Some men feel threatened by the idea of feminism. This comes, I think, from the insecurity triggered by how boys are brought up, how their sense of self-worth is diminished if they are not ‘naturally’ in charge as men.
And that is part of the problem. That many men do not actively think about gender or notice gender. That many men say, like my friend Louis did, that things might have been bad in the past but everything is fine now. And that many men do nothing to change it. If you are a man and you walk into a restaurant and the waiter greets just you, does it occur to you to ask the waiter, ‘Why have you not greeted her?’ Men need to speak out in all of these ostensibly small situations.

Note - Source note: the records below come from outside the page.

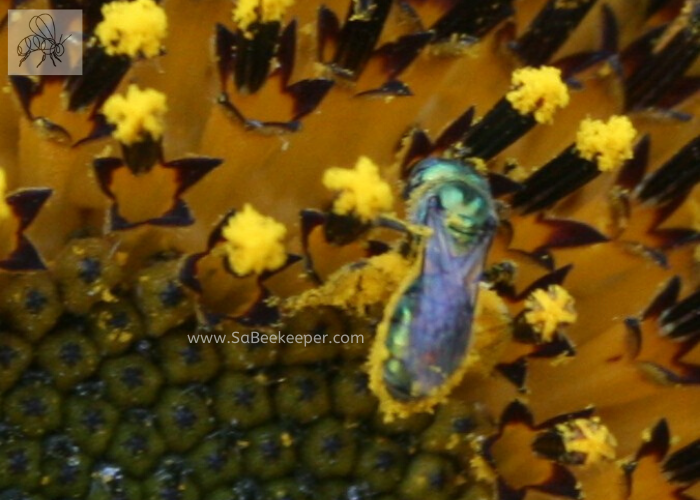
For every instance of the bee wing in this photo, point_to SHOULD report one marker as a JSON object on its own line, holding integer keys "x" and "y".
{"x": 43, "y": 26}
{"x": 442, "y": 303}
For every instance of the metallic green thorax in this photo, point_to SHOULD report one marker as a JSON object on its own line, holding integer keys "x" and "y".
{"x": 430, "y": 325}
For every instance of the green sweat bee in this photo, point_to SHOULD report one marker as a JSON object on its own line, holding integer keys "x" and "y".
{"x": 429, "y": 323}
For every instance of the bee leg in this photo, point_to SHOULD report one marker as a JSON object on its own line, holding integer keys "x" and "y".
{"x": 395, "y": 224}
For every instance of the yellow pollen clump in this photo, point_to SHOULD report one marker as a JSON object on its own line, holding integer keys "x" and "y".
{"x": 132, "y": 28}
{"x": 546, "y": 310}
{"x": 588, "y": 437}
{"x": 4, "y": 207}
{"x": 138, "y": 115}
{"x": 254, "y": 242}
{"x": 361, "y": 191}
{"x": 608, "y": 144}
{"x": 356, "y": 289}
{"x": 247, "y": 12}
{"x": 538, "y": 91}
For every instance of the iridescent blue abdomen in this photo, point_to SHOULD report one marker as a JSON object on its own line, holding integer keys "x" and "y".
{"x": 429, "y": 326}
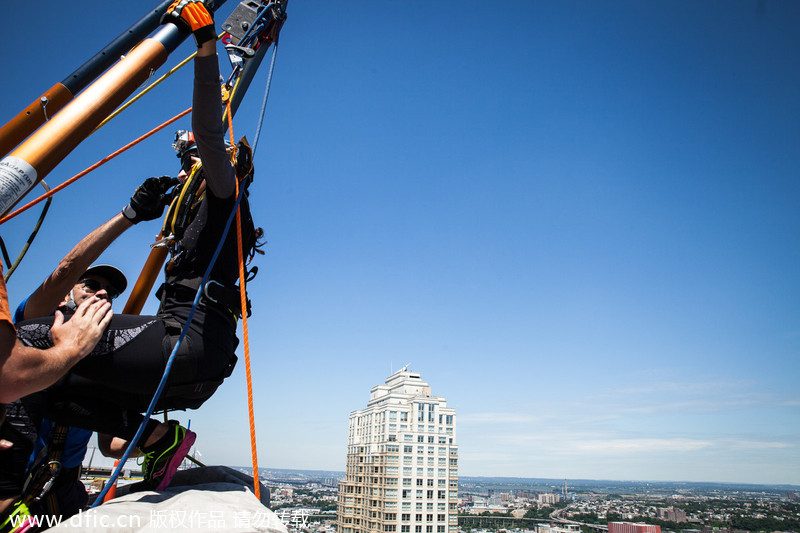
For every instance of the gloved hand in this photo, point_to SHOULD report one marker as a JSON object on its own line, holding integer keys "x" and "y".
{"x": 191, "y": 15}
{"x": 149, "y": 199}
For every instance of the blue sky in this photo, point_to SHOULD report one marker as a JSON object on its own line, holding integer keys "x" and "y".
{"x": 577, "y": 220}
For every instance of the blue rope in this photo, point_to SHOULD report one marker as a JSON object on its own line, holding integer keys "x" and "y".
{"x": 255, "y": 29}
{"x": 266, "y": 93}
{"x": 168, "y": 366}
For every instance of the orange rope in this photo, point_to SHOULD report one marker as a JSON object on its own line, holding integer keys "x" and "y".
{"x": 103, "y": 161}
{"x": 245, "y": 339}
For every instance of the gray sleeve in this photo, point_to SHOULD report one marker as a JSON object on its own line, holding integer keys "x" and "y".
{"x": 209, "y": 132}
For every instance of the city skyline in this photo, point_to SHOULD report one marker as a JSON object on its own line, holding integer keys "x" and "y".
{"x": 577, "y": 219}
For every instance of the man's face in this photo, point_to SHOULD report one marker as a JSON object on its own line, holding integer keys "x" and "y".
{"x": 91, "y": 285}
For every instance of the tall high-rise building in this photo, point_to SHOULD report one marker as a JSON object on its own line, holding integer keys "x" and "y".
{"x": 402, "y": 462}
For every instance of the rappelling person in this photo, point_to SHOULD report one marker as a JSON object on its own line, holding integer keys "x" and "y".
{"x": 108, "y": 391}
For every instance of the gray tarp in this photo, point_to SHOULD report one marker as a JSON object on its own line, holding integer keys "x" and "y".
{"x": 199, "y": 499}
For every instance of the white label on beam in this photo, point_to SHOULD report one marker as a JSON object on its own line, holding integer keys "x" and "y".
{"x": 16, "y": 178}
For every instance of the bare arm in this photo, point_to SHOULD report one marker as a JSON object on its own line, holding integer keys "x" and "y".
{"x": 114, "y": 447}
{"x": 24, "y": 370}
{"x": 45, "y": 299}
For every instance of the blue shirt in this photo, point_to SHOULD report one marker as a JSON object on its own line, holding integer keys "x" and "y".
{"x": 77, "y": 439}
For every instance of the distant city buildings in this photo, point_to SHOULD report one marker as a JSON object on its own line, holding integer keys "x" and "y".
{"x": 631, "y": 527}
{"x": 672, "y": 514}
{"x": 402, "y": 462}
{"x": 548, "y": 499}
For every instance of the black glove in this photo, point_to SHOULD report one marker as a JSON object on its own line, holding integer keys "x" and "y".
{"x": 191, "y": 15}
{"x": 149, "y": 199}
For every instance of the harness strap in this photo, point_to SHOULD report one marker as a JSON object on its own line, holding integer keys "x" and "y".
{"x": 215, "y": 295}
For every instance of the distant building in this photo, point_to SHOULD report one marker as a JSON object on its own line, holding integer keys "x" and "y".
{"x": 548, "y": 499}
{"x": 632, "y": 527}
{"x": 402, "y": 462}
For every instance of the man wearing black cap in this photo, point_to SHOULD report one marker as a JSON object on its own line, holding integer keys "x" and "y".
{"x": 21, "y": 434}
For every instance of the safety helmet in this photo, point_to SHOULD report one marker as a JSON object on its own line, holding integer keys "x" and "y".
{"x": 183, "y": 143}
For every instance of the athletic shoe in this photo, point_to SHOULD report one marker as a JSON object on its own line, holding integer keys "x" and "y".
{"x": 163, "y": 458}
{"x": 16, "y": 518}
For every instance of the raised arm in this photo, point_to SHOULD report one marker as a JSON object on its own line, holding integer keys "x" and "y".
{"x": 209, "y": 133}
{"x": 147, "y": 203}
{"x": 45, "y": 299}
{"x": 207, "y": 126}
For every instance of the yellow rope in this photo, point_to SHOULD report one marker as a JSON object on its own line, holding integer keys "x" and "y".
{"x": 166, "y": 75}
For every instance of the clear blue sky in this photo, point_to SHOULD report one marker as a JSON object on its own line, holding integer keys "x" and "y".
{"x": 577, "y": 220}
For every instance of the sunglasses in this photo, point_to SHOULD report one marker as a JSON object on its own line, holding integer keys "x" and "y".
{"x": 187, "y": 163}
{"x": 91, "y": 285}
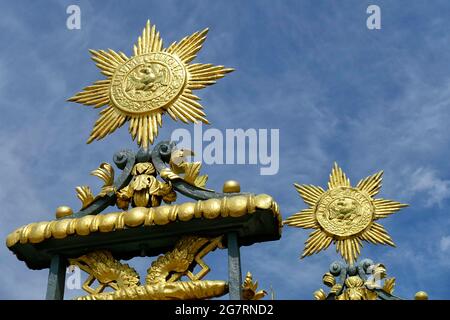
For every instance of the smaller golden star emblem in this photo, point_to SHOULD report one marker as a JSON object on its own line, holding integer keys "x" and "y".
{"x": 344, "y": 215}
{"x": 155, "y": 80}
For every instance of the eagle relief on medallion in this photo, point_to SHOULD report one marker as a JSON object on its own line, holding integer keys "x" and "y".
{"x": 344, "y": 211}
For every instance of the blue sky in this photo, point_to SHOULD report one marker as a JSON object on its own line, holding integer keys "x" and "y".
{"x": 369, "y": 100}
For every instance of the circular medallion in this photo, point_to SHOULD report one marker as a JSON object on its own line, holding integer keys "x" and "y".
{"x": 147, "y": 82}
{"x": 344, "y": 211}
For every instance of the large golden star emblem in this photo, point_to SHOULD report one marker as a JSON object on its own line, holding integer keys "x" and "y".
{"x": 141, "y": 88}
{"x": 344, "y": 215}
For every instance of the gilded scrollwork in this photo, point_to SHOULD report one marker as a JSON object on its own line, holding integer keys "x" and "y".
{"x": 105, "y": 172}
{"x": 145, "y": 190}
{"x": 365, "y": 281}
{"x": 163, "y": 281}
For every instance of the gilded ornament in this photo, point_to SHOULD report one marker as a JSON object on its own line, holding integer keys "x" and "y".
{"x": 344, "y": 215}
{"x": 141, "y": 88}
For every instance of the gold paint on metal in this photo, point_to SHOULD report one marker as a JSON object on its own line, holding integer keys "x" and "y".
{"x": 421, "y": 295}
{"x": 208, "y": 209}
{"x": 104, "y": 172}
{"x": 145, "y": 190}
{"x": 191, "y": 170}
{"x": 344, "y": 215}
{"x": 163, "y": 281}
{"x": 101, "y": 266}
{"x": 231, "y": 186}
{"x": 355, "y": 288}
{"x": 141, "y": 88}
{"x": 63, "y": 211}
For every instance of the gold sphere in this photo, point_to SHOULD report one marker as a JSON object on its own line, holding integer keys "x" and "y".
{"x": 421, "y": 295}
{"x": 231, "y": 186}
{"x": 63, "y": 211}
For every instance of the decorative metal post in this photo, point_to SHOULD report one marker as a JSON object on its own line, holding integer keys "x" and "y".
{"x": 234, "y": 267}
{"x": 56, "y": 278}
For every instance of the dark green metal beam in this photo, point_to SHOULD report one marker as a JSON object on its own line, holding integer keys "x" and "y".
{"x": 56, "y": 278}
{"x": 234, "y": 267}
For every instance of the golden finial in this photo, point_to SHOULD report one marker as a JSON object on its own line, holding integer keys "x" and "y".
{"x": 154, "y": 80}
{"x": 344, "y": 215}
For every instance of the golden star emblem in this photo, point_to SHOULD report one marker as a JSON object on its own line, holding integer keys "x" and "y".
{"x": 141, "y": 88}
{"x": 344, "y": 215}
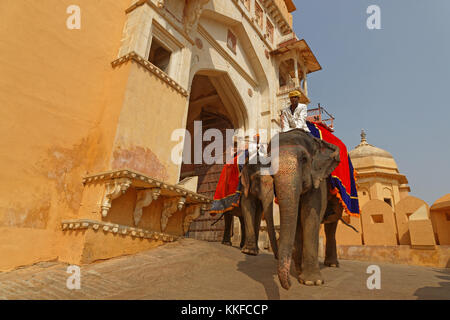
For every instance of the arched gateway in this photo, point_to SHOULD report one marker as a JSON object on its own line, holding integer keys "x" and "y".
{"x": 214, "y": 103}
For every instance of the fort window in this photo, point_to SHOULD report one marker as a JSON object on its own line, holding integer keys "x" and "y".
{"x": 159, "y": 55}
{"x": 346, "y": 218}
{"x": 259, "y": 14}
{"x": 269, "y": 30}
{"x": 377, "y": 218}
{"x": 231, "y": 41}
{"x": 246, "y": 4}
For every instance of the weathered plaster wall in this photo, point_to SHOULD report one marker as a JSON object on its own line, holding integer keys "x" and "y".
{"x": 60, "y": 100}
{"x": 152, "y": 110}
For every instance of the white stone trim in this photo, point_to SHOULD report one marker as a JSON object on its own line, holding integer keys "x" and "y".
{"x": 82, "y": 224}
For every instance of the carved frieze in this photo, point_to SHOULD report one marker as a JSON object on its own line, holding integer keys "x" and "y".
{"x": 170, "y": 206}
{"x": 192, "y": 213}
{"x": 114, "y": 189}
{"x": 192, "y": 12}
{"x": 83, "y": 224}
{"x": 144, "y": 199}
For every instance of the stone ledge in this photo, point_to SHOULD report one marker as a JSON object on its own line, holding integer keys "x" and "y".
{"x": 134, "y": 57}
{"x": 81, "y": 224}
{"x": 400, "y": 254}
{"x": 142, "y": 181}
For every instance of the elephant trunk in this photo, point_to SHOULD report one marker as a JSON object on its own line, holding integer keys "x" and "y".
{"x": 268, "y": 214}
{"x": 288, "y": 189}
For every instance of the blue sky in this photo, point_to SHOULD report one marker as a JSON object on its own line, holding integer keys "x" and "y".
{"x": 393, "y": 82}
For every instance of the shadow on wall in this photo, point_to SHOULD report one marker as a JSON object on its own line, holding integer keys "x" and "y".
{"x": 436, "y": 293}
{"x": 262, "y": 268}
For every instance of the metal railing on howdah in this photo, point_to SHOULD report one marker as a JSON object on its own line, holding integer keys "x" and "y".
{"x": 319, "y": 114}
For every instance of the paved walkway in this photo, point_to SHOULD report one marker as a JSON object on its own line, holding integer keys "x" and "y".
{"x": 191, "y": 269}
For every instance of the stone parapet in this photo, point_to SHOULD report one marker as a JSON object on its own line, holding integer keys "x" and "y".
{"x": 438, "y": 256}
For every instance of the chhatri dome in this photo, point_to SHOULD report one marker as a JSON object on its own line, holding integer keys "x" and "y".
{"x": 377, "y": 174}
{"x": 367, "y": 150}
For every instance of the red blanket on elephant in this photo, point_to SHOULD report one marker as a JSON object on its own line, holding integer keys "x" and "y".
{"x": 228, "y": 190}
{"x": 343, "y": 181}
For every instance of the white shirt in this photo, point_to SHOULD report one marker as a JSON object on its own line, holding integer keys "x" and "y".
{"x": 297, "y": 120}
{"x": 255, "y": 150}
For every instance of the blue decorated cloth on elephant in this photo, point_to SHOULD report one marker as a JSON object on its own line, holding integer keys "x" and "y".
{"x": 343, "y": 182}
{"x": 228, "y": 190}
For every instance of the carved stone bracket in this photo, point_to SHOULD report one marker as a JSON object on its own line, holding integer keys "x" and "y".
{"x": 114, "y": 190}
{"x": 107, "y": 227}
{"x": 192, "y": 213}
{"x": 144, "y": 199}
{"x": 192, "y": 12}
{"x": 160, "y": 4}
{"x": 170, "y": 206}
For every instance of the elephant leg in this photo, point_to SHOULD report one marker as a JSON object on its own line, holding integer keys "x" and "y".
{"x": 241, "y": 220}
{"x": 248, "y": 209}
{"x": 331, "y": 251}
{"x": 228, "y": 217}
{"x": 313, "y": 209}
{"x": 257, "y": 226}
{"x": 268, "y": 214}
{"x": 289, "y": 191}
{"x": 298, "y": 247}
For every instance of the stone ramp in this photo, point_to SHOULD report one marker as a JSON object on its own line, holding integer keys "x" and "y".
{"x": 192, "y": 269}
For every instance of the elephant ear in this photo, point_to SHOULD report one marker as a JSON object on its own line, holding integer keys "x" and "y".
{"x": 245, "y": 180}
{"x": 325, "y": 159}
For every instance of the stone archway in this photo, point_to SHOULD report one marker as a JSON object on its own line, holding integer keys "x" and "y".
{"x": 215, "y": 102}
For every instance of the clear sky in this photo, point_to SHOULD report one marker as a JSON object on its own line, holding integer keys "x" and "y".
{"x": 393, "y": 82}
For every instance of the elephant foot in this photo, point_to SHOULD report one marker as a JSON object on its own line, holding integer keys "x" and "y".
{"x": 284, "y": 267}
{"x": 331, "y": 263}
{"x": 311, "y": 279}
{"x": 250, "y": 251}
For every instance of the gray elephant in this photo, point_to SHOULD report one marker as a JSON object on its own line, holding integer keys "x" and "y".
{"x": 256, "y": 200}
{"x": 302, "y": 189}
{"x": 228, "y": 218}
{"x": 251, "y": 211}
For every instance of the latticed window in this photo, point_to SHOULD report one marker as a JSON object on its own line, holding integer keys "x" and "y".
{"x": 246, "y": 4}
{"x": 269, "y": 30}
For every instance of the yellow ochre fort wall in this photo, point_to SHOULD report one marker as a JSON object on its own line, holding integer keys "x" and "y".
{"x": 61, "y": 113}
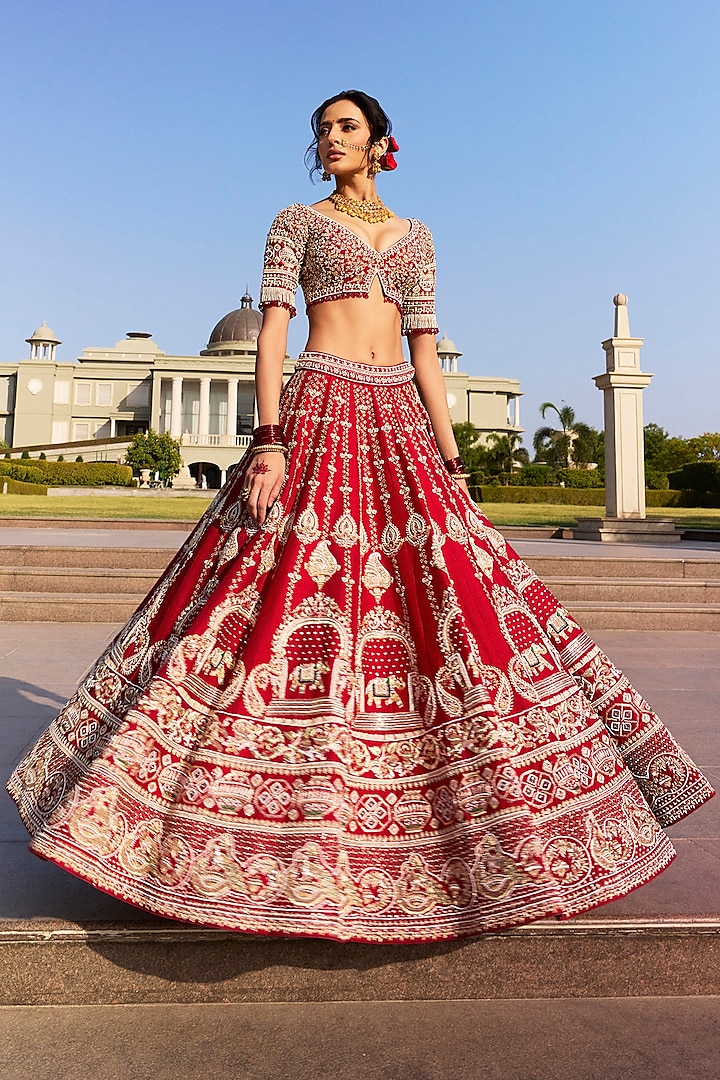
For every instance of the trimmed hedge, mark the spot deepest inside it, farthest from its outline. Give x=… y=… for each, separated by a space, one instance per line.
x=18 y=487
x=559 y=496
x=29 y=474
x=697 y=476
x=77 y=473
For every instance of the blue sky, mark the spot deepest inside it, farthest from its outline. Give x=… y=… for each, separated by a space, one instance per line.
x=560 y=151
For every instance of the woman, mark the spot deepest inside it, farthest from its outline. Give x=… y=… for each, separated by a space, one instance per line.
x=348 y=709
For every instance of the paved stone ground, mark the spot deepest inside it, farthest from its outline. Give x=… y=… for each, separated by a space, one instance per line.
x=542 y=1039
x=568 y=1039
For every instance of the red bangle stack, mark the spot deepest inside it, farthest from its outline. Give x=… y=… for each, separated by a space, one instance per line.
x=267 y=433
x=268 y=436
x=457 y=468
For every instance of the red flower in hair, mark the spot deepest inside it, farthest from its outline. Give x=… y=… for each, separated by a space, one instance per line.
x=388 y=161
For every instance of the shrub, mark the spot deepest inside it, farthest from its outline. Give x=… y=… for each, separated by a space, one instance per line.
x=18 y=487
x=697 y=476
x=559 y=496
x=656 y=480
x=535 y=475
x=582 y=477
x=29 y=474
x=159 y=453
x=84 y=474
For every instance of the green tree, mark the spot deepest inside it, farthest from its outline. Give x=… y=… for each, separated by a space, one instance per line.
x=572 y=443
x=472 y=450
x=664 y=454
x=158 y=453
x=706 y=446
x=506 y=451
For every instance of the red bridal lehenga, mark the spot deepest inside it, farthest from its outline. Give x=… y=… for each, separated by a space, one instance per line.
x=366 y=719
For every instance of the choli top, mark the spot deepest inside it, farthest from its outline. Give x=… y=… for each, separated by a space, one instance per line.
x=331 y=262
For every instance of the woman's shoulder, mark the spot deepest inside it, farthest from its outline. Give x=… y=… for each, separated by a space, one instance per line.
x=422 y=234
x=294 y=216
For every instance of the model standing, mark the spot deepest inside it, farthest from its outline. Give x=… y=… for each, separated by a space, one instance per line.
x=348 y=709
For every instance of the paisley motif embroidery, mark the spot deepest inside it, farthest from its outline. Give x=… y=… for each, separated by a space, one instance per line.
x=366 y=719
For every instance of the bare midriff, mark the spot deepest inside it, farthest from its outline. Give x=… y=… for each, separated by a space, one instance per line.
x=366 y=331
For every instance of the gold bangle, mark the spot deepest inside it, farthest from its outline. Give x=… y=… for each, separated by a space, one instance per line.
x=272 y=447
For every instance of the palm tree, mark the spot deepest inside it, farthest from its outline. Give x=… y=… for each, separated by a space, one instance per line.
x=559 y=441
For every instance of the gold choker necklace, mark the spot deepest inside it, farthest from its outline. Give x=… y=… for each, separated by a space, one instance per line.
x=372 y=212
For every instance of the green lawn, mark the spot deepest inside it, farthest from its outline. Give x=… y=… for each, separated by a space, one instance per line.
x=542 y=513
x=189 y=510
x=107 y=507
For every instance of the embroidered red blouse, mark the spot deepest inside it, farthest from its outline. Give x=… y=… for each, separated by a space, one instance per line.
x=329 y=261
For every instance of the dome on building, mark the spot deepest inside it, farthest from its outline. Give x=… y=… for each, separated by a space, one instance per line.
x=43 y=335
x=445 y=345
x=239 y=326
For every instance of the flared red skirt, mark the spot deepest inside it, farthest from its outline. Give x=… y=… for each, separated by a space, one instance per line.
x=365 y=719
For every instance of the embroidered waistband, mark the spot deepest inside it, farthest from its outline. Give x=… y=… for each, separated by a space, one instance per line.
x=378 y=375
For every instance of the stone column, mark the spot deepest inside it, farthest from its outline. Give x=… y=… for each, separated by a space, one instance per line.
x=622 y=386
x=232 y=412
x=204 y=418
x=176 y=407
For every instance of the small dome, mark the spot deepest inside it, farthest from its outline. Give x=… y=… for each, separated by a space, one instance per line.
x=43 y=335
x=243 y=324
x=445 y=345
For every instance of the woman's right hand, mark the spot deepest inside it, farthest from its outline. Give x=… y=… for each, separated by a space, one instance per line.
x=262 y=481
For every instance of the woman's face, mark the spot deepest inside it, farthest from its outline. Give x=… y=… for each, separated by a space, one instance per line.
x=343 y=142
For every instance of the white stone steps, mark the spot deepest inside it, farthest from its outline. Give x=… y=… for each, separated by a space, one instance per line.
x=67 y=963
x=636 y=590
x=77 y=579
x=67 y=607
x=609 y=615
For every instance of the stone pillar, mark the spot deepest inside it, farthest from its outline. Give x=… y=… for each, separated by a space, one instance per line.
x=232 y=412
x=622 y=386
x=204 y=418
x=176 y=407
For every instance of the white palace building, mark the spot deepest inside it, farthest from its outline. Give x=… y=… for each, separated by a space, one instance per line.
x=94 y=405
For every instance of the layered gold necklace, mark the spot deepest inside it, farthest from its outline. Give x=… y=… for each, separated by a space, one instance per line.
x=371 y=211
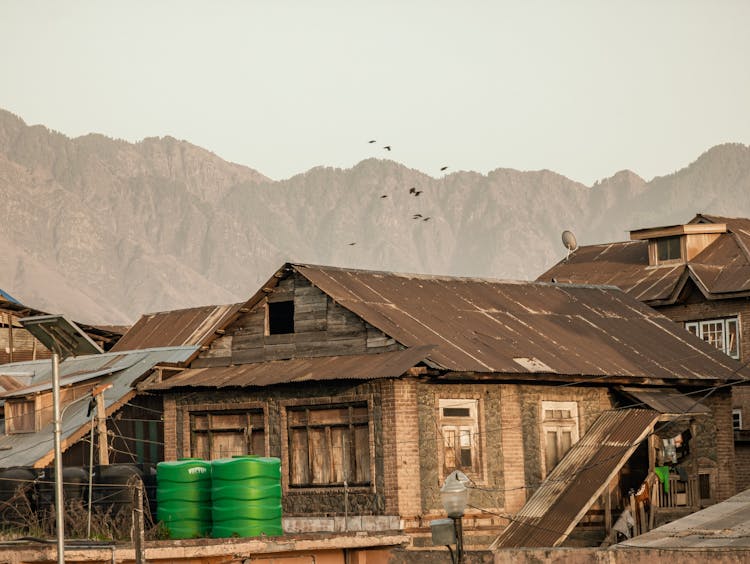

Because gender can be uncomfortable, there are easy ways to close this conversation.
Some people will bring up evolutionary biology and apes, how female apes bow to male apes – that sort of thing. But the point is this: we are not apes. Apes also live in trees and eat earthworms. We do not.
Some people will say, ‘Well, poor men also have a hard time.’ And they do. But that is not what this conversation is about. Gender and class are different. Poor men still have the privileges of being men, even if they do not have the privileges of being wealthy. I learned a lot about systems of oppression and how they can be blind to one another by talking to black men. I was once talking about gender and a man said to me, ‘Why does it have to be you as a woman? Why not you as a human being?’ This type of question is a way of silencing a person’s specific experiences. Of course I am a human being, but there are particular things that happen to me in the world because I am a woman. This same man, by the way, would often talk about his experience as a black man. (To which I should probably have responded, ‘Why not your experiences as a man or as a human being? Why a black man?’)
Some people will say a woman is subordinate to men because it’s our culture. But culture is constantly changing. I have beautiful twin nieces who are fifteen. If they had been born a hundred years ago, they would have been taken away and killed. Because a hundred years ago, Igbo culture considered the birth of twins to be an evil omen. Today that practice is unimaginable to all Igbo people.